States with CON laws have about 1.3 fewer hospital beds per 1,000 people than states without CON laws. That’s almost 50% of the national average of 2.8 hospital beds, said Matthew Mitchell, Mercatus Center at George Mason University senior research fellow.
“That’s huge. Put that into comparison with other countries, and that’s giant,” Mitchell said. “Only time will tell if temporary measures like this will have an impact. We have no idea if measures like this are too little, too late. But it certainly can’t hurt.”
Lawmakers will “definitely” resurrect CON reform, though first they will focus on the coronavirus, said Sen. Joyce Krawiec, R-Forsyth.
“Those are things we’ve been trying to get done for many years. Anytime regulations are eased, I’m happy with it. I just wish some of these things will be permanent,” Krawiec said. “This has certainly drawn attention to how onerous these laws are and how they’ve limited our ability to provide health care for people. It shone a light on it.”
The temporary waivers could revitalize attempts to overturn CON laws in court.
Multiple lawsuits have challenged CON over the years. Only the first succeeded, in 1973 when the N.C. Supreme Court struck down the first iteration of CON laws for “establishing a monopoly.” The most recent plaintiff, surgeon Dr. Gajendra Singh, dropped his broad constitutional challenge after his case became mired in procedural purgatory.
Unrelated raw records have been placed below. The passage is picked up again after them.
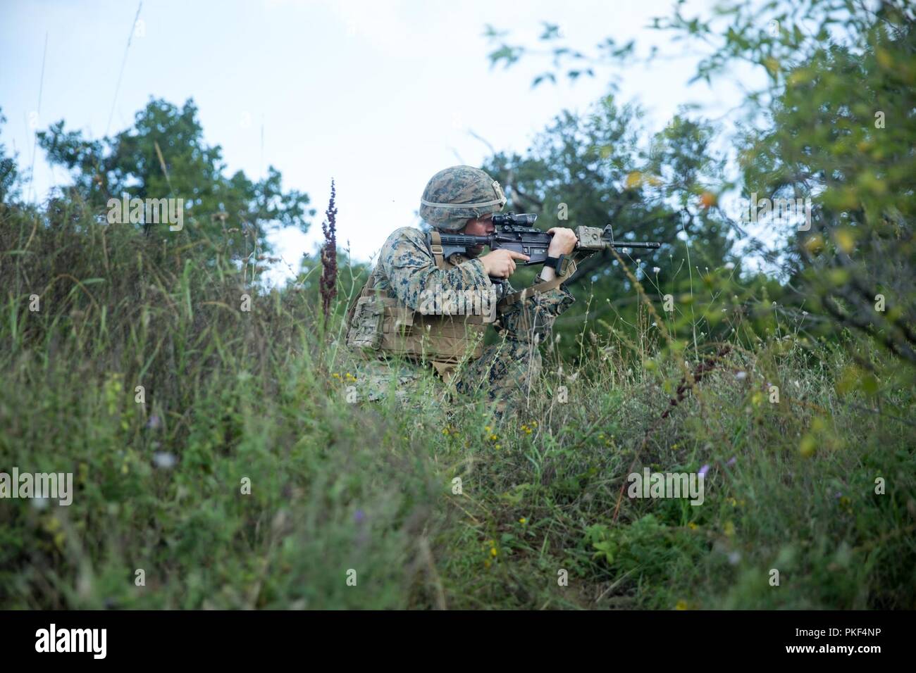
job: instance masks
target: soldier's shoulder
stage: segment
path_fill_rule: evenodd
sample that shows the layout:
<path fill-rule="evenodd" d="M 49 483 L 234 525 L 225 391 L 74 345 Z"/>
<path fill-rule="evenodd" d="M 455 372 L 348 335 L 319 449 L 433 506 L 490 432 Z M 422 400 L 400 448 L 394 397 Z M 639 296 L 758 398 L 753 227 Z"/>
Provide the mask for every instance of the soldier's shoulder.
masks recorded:
<path fill-rule="evenodd" d="M 393 231 L 382 246 L 383 251 L 403 248 L 426 248 L 426 234 L 413 227 L 401 227 Z"/>

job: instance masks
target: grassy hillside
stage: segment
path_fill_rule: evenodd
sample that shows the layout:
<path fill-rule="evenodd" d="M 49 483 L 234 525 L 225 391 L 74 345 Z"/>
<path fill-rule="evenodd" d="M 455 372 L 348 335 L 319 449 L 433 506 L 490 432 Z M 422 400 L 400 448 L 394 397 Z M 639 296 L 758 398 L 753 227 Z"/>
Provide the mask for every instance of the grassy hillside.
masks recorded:
<path fill-rule="evenodd" d="M 405 412 L 346 401 L 347 269 L 325 324 L 227 249 L 0 210 L 0 471 L 76 484 L 0 502 L 0 607 L 916 607 L 911 391 L 879 407 L 842 340 L 736 318 L 697 362 L 646 317 L 545 347 L 524 415 Z M 630 499 L 644 467 L 703 504 Z"/>

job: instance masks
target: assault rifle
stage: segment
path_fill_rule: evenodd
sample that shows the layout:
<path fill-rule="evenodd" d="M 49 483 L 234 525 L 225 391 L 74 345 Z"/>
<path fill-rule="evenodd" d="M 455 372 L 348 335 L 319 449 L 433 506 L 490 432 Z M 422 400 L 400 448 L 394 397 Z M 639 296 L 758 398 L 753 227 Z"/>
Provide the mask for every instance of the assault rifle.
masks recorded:
<path fill-rule="evenodd" d="M 448 232 L 439 232 L 439 238 L 442 246 L 442 256 L 445 259 L 454 253 L 465 254 L 469 248 L 486 245 L 490 250 L 513 250 L 529 257 L 525 262 L 518 260 L 519 264 L 529 266 L 532 264 L 543 264 L 554 268 L 558 276 L 564 276 L 567 266 L 572 260 L 561 255 L 559 257 L 549 257 L 547 248 L 551 244 L 552 233 L 542 232 L 532 226 L 538 215 L 533 212 L 523 212 L 515 214 L 507 212 L 493 216 L 493 224 L 496 231 L 488 236 L 474 236 L 468 233 L 451 233 Z M 643 242 L 630 243 L 624 241 L 615 241 L 614 232 L 608 224 L 604 229 L 599 227 L 575 228 L 575 236 L 578 240 L 575 252 L 572 255 L 588 256 L 594 253 L 601 252 L 605 248 L 650 248 L 661 247 L 660 243 Z M 427 243 L 432 244 L 432 233 L 427 233 Z M 491 277 L 493 283 L 502 283 L 502 278 Z"/>

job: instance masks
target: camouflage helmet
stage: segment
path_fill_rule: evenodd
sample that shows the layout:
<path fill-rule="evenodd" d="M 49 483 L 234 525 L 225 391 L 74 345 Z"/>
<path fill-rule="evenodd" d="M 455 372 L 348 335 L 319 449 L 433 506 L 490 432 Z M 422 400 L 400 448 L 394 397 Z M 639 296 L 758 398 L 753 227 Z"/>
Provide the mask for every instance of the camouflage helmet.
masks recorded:
<path fill-rule="evenodd" d="M 474 217 L 503 210 L 506 195 L 499 183 L 480 168 L 453 166 L 426 183 L 420 216 L 436 229 L 458 231 Z"/>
“It lays bare that CON laws have nothing to do with health or safety. It’s all about regulating supply,” said Singh’s Institute for Justice attorney Josh Windham. “That’s the whole point of the lawsuit — that North Carolina’s law has nothing to do with health or safety. It’s about protecting existing providers from competition from new providers.”
Providers must submit a request to the N.C. Division of Health Service Regulation to waive CON laws, describing the changes and certifying that the changes are necessary.
“There could be a lot of good lessons in this. We’re having to deregulate everything to be flexible,” said surgeon Jeffrey Singer, senior fellow at the Cato Institute. “If these regulations made us inflexible at a time of crisis, what sense is there in putting them back once the crisis is passed? Maybe they’re wrong. This is a chance to rethink things.”